DISUELTA EN EL PUEBLO

Lo que queda de la partida de iluminados sanguinarios que se creyeron que su alucinación a propósito de una patria valía más que la sangre derramada de un niño -de hasta cinco niños en el atentado contra la casa cuartel de Vic del 29 de mayo de 1991, cinco niños a los que los terroristas vieron perfectamente antes de hacer deslizarse hacia ellos el coche bomba que había de desmembrarlos- escribe una carta de despedida repleta de eufemismos y sandeces que no merecen mayor atención. No hay que malgastar el tiempo con las palabras de quien ha perdido la capacidad de llamar a las cosas -y en especial a sus cosas- por su nombre ni tampoco con las de quien se pronuncia desde la ignorancia y la necedad. Sin embargo, al final del texto hay un detalle que escapa al ínfimo nivel retórico y dialéctico del grueso del mensaje: nada más, y nada menos, que una metáfora.
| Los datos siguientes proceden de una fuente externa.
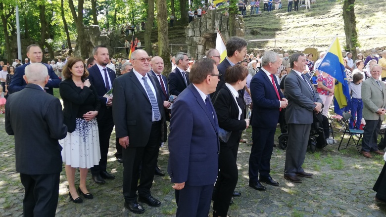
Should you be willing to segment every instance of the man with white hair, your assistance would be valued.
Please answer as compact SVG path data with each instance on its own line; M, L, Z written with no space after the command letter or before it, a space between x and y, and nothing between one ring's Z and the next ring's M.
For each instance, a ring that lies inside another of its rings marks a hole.
M67 128L59 99L43 91L49 79L46 66L28 64L23 77L25 88L7 99L5 131L15 136L16 170L25 191L23 216L54 217L62 165L58 140Z

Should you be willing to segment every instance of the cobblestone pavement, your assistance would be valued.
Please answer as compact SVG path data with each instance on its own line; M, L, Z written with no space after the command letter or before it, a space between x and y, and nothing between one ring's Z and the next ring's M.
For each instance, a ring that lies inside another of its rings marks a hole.
M4 115L0 115L0 216L22 216L24 188L19 174L15 171L13 137L5 133L4 120ZM340 140L340 136L336 133L337 140ZM249 139L250 137L250 131L247 130L243 137ZM153 196L162 202L161 207L153 208L144 205L146 211L142 215L133 214L125 209L121 187L123 167L114 156L115 134L111 137L107 167L115 175L115 179L107 180L104 185L97 185L92 181L89 173L87 184L94 199L84 199L83 204L76 204L70 201L68 196L63 166L56 216L175 216L177 207L174 191L167 176L155 176L151 189ZM163 171L166 171L167 167L167 145L161 149L158 159L158 164ZM353 144L343 151L338 151L337 147L338 144L329 145L314 154L307 153L303 168L314 175L313 178L303 178L303 182L300 184L294 184L283 178L285 151L277 147L274 148L271 174L280 185L268 185L266 191L260 192L248 186L250 146L241 143L238 159L239 178L236 190L242 195L234 198L235 204L230 207L228 214L234 217L385 216L386 207L375 203L375 192L372 190L385 163L382 156L365 158L358 154ZM76 180L77 186L79 172Z

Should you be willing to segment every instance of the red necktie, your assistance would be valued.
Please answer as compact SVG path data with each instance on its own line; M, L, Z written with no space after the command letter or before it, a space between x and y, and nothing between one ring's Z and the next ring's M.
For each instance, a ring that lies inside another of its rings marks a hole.
M278 91L278 88L276 87L276 85L275 84L275 80L273 79L273 75L271 74L270 76L271 76L271 80L272 81L272 84L274 86L274 89L275 89L275 91L276 92L276 95L278 96L278 98L279 99L279 101L280 101L280 95L279 94L279 91ZM280 104L281 105L281 103ZM280 111L282 111L282 109L281 108Z

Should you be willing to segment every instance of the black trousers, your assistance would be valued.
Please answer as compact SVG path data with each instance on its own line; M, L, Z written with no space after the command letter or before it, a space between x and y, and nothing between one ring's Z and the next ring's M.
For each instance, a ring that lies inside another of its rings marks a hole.
M213 210L220 216L226 217L229 209L229 203L232 199L233 191L239 179L239 171L237 169L237 151L242 131L232 132L228 143L234 145L225 146L220 142L219 155L219 169L220 171L216 182L213 198Z
M213 191L213 184L203 186L185 184L182 189L176 190L176 217L208 216Z
M92 167L91 174L96 175L100 172L106 171L107 166L107 154L108 146L110 145L110 136L111 135L114 122L112 119L112 109L111 107L106 108L103 115L98 121L98 130L99 131L99 146L100 148L100 160L99 165Z
M21 183L25 190L23 200L24 217L55 216L59 198L60 174L20 174Z
M378 150L378 134L381 130L382 121L381 117L376 121L365 120L365 128L363 138L362 139L362 151L375 151Z
M271 156L273 151L276 129L252 128L253 144L249 156L249 181L255 182L260 177L269 176Z
M123 158L123 191L125 200L134 202L138 197L150 195L157 165L161 141L161 122L153 123L149 140L145 147L129 147L122 150ZM130 139L130 138L129 138ZM140 174L140 166L141 166ZM140 185L138 178L141 176Z

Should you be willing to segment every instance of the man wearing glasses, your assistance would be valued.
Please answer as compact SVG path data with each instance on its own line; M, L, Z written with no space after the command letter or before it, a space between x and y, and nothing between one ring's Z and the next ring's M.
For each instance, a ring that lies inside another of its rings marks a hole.
M124 206L133 213L141 214L145 209L137 198L150 206L161 206L150 189L160 144L166 141L166 121L157 82L147 73L150 69L147 53L143 49L135 51L131 63L130 72L114 82L113 118L116 137L123 147Z

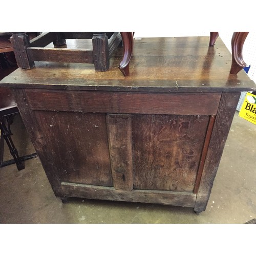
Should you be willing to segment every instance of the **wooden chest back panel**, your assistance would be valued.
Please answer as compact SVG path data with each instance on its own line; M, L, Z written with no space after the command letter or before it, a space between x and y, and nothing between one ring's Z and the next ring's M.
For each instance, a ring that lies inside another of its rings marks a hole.
M121 114L216 115L221 93L27 90L33 110ZM203 108L202 108L203 106Z
M136 115L134 188L192 192L209 116Z
M61 181L113 186L105 114L34 112Z
M125 170L125 177L131 179L124 181L121 187L193 191L209 116L127 115L131 124L123 125L113 122L120 119L118 115L111 116L110 122L107 113L33 112L61 182L114 187L120 184L115 158L118 163L131 161L123 159L125 152L117 148L115 139L109 137L111 130L121 129L123 136L130 137L122 146L131 148L132 163Z

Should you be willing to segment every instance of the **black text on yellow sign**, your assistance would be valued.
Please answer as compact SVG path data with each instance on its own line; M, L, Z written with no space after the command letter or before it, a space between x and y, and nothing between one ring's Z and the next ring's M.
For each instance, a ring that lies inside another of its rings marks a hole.
M239 112L239 116L256 124L256 95L247 93Z

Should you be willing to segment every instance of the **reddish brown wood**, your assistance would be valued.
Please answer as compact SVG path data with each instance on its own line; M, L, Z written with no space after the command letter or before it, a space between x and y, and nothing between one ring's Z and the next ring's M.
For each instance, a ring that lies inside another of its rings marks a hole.
M244 41L248 34L248 32L235 32L233 33L230 74L237 74L246 66L243 58L242 51Z
M202 152L202 155L201 156L199 167L198 168L198 171L197 176L197 180L196 181L195 187L194 188L194 194L197 194L197 192L198 191L198 188L199 187L199 185L200 184L201 178L202 177L202 174L203 173L203 170L204 166L205 158L206 157L206 155L208 152L209 143L210 141L210 137L211 136L211 133L212 132L212 129L214 127L215 120L215 116L211 116L210 117L210 121L209 121L209 124L208 125L206 136L205 136L205 139L204 141L204 145L203 148L203 151Z
M34 115L51 152L48 161L57 166L60 180L113 186L104 114L40 111Z
M206 209L240 96L239 92L222 94L195 205L198 214Z
M27 93L31 107L35 110L121 114L216 115L221 97L220 93L29 90Z
M136 115L134 187L193 192L209 116Z
M131 32L121 32L123 44L123 58L118 66L124 76L130 74L130 61L133 50L133 34Z
M210 46L214 46L218 36L219 36L219 32L210 32L210 42L209 44L209 45Z
M42 61L56 61L73 63L93 63L92 51L83 51L59 48L28 47L28 56L30 59Z
M67 196L111 201L139 202L180 206L194 207L196 195L187 192L147 190L132 191L116 190L113 187L61 183Z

La carta final de los terroristas -tan esperada por algunos, innecesaria, redundante o incluso grotesca para muchos-, se suponía que era una carta para anunciar, en fin, la disolución de la organización a la que pertenecieron y desde la que negaron los más elementales derechos a sus conciudadanos, amén de sostener el empeño deliberado y declarado de hacer descarrilar la democracia que tanto había costado recuperar. Y he aquí que eso es lo que hacen, pero añadiendo una precisión escalofriante: la de que se disuelven en el pueblo del que, dicen, salieron.

Cierto es que Hitler salió del pueblo de Austria, el carnicero de Milwaukee de la población de esa ciudad del estado de Wisconsin y Pol Pot de entre los habitantes de Camboya. Que deba cargarse a Austria, Milwaukee o Camboya la factura por haber tenido la inmensa desgracia de engendrar semejantes calamidades humanasya resulta mucho más discutible. Que todos los que forman el pueblo vasco, en cualquiera de sus acepciones, ya sea la restringida del nacionalismo etnicista y supremacista o la sociológica más amplia, deban suscribir o padecer el estigma de que entre ellos naciera una partida de gente dispuesta a inculcar al prójimo sus ideales amedrentándolo y llegado el caso matándolo a traición es igualmente intolerable, por más que los interesados quieran buscar esa cobertura para no soportar al raso el oprobio imperecedero de su tosca e inútil inhumanidad.

Lo escalofriante es pensar que la metáfora final de la carta pueda contener el germen de un proyecto: el de no desaparecer realmente, sino cambiar de forma, infiltrarse en el tejido contra el que atentaron y seguir emponzoñándolo pero de una forma más ventajosa y cobarde, una en la que la aventura no termine inexorablemente en un calabozo francés tras tener que sentir durante meses en el cogote el aliento de la Guardia Civil. Leída así, vendría a ser como la despedida de un envenenador que se comprometiera a no poner más estricnina en el plato de nadie, porque su estrategia es, en adelante, echarla en la red pública de suministro de agua. La lectura resulta plenamente coherente, por lo demás, con un adiós que no es voluntario, sino forzado por la imposibilidad de continuar con la táctica antes vigente, y que deja ver en sus disculpas mezquinas, demediadas y hasta escamoteadas que no parte de un arrepentimiento sincero.

A los vascos compete ahora, más que a nadie, estar atentos a lo que circula por las cañerías de su vida pública. Si después de haber vivido sojuzgados por una pandilla de matones de los que los han liberado, a un altísimo precio, los servidores del Estado de Derecho español, van a volver a caer en sus redes tejidas ahora desde la disolución del tóxico en su agua y su aire. A ellos toca ser capaces de distinguir, como decía Machado, las voces de los ecos, a los patriotas que sienten el dolor de sus semejantes de quienes dicen serlo pero no les importa y hasta les desahoga causarlo. Ahí, y en la memoria debida, se juegan su futuro.